In the past few years, they and the Gaelic Players Association has been at odds with the Sports Council on a couple of anti-doping related issues.
The Sports Council felt that because the GAA are the governing body and the GAA's anti-doping hearings committee decides if a violation has been committed, paying a player's legal expenses presented a conflict of interest.
But the GAA's Management Committee were adamant that a player couldn't have a fair hearing without costly legal representation and as amateurs this had to be funded.
In 2018, the GPA had issues with making players' home addresses available to the anti-doping unit for 'intelligence' purposes, with the Sports Council threatening to withhold grants until the matter was resolved.
But those who oversee the anti-doping programme have consistently seen the Gaelic games as 'low-risk', making the assumption that with little or no financial rewards the temptation to seek performance-enhancing drugs is not there.
Ironically, Walker's statement was made on the same day that the Irish Sports Council released its annual anti-doping report where Gaelic Games, with 135 tests in 2019, are behind Cycling Ireland (218), IRFU (196) and Athletics Ireland (154) in the number of tests conducted in their sport.
According to data, 40 'in competition' tests were carried out on GAA players with a further 72 out of competition tests and 23 blood tests.
That's down from 135 last year but up substantially from what it was five years ago.
Could the GAA be doing more themselves? The area of education remains an ongoing challenge as squads change from year-to-year and even month-to-month.
Even the Sports Council acknowledged in yesterday's report that it was "a challenge to ensure that every athlete in every sport understands fully both their responsibility to compete clean and also how they can ensure they are actually doing so.
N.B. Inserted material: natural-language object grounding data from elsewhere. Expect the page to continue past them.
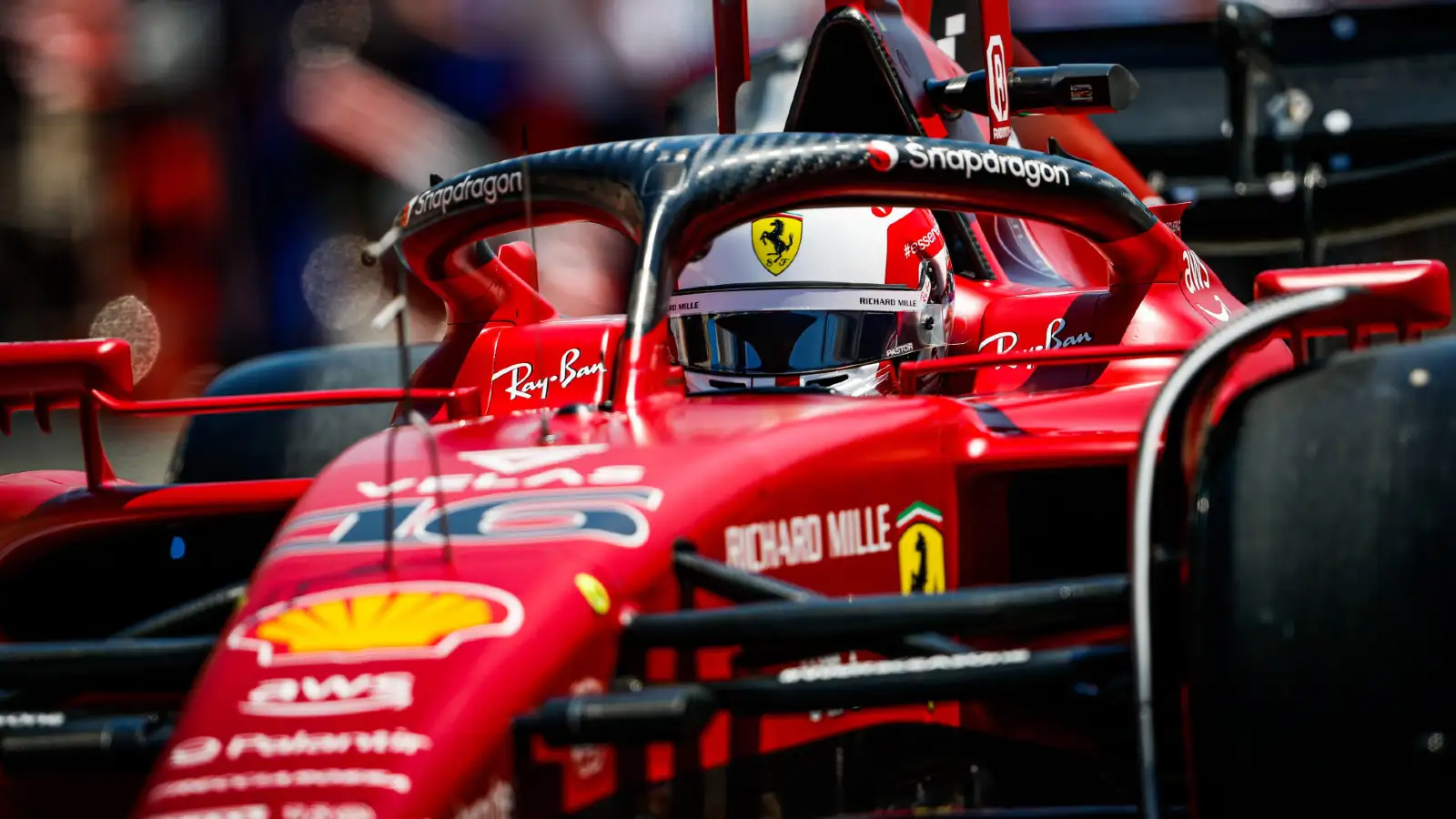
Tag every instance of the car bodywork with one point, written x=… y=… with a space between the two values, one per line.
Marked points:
x=552 y=486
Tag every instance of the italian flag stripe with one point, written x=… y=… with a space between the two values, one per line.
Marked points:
x=919 y=511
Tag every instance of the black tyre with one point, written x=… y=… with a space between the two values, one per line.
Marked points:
x=1322 y=624
x=288 y=443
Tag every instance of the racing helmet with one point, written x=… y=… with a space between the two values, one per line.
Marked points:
x=834 y=298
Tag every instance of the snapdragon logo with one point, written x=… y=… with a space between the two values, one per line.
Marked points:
x=912 y=665
x=1033 y=171
x=470 y=189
"We can only meet that challenge through the provision of widespread athlete education."
The idea of certification has much merit.
Increased testing is another area, though the numbers are determined by the Sports Council Anti-Doping, not the Association itself. The GAA has not signed up to the 'user pays' programme that the Sports Council operates, allowing sports federations, as the title suggests, to pay for their own additional testing. For some, an increase would represent an inconvenience to amateur sportspeople. but many of those athletes whose federations are signed up the anti-doping programme are amateurs too.
When the national governing body and its athletes are in receipts of State funding, it goes with the territory.
The desire for a clean sport is in the interests of everyone involved. The GAA has up to 2,000 athletes in receipt of funding. According to the 2016 ESRI report, less than one in four of those who responded to the survey that formed the basis of 'Safeguarding amateur athletes: an examination of player welfare among senior inter-county Gaelic players' had undertaken an anti-doping test.
With a turnover rate from year-to-year of around 30 per cent in inter-county squads, that figure shouldn't be taken out of context.
Many aren't on a squad for long enough to be test candidates.
By by now for anyone who is, even in the lower divisions, the penny should have dropped as to the requirement for everything consumed to be verified methodically.
Personal responsibility is paramount.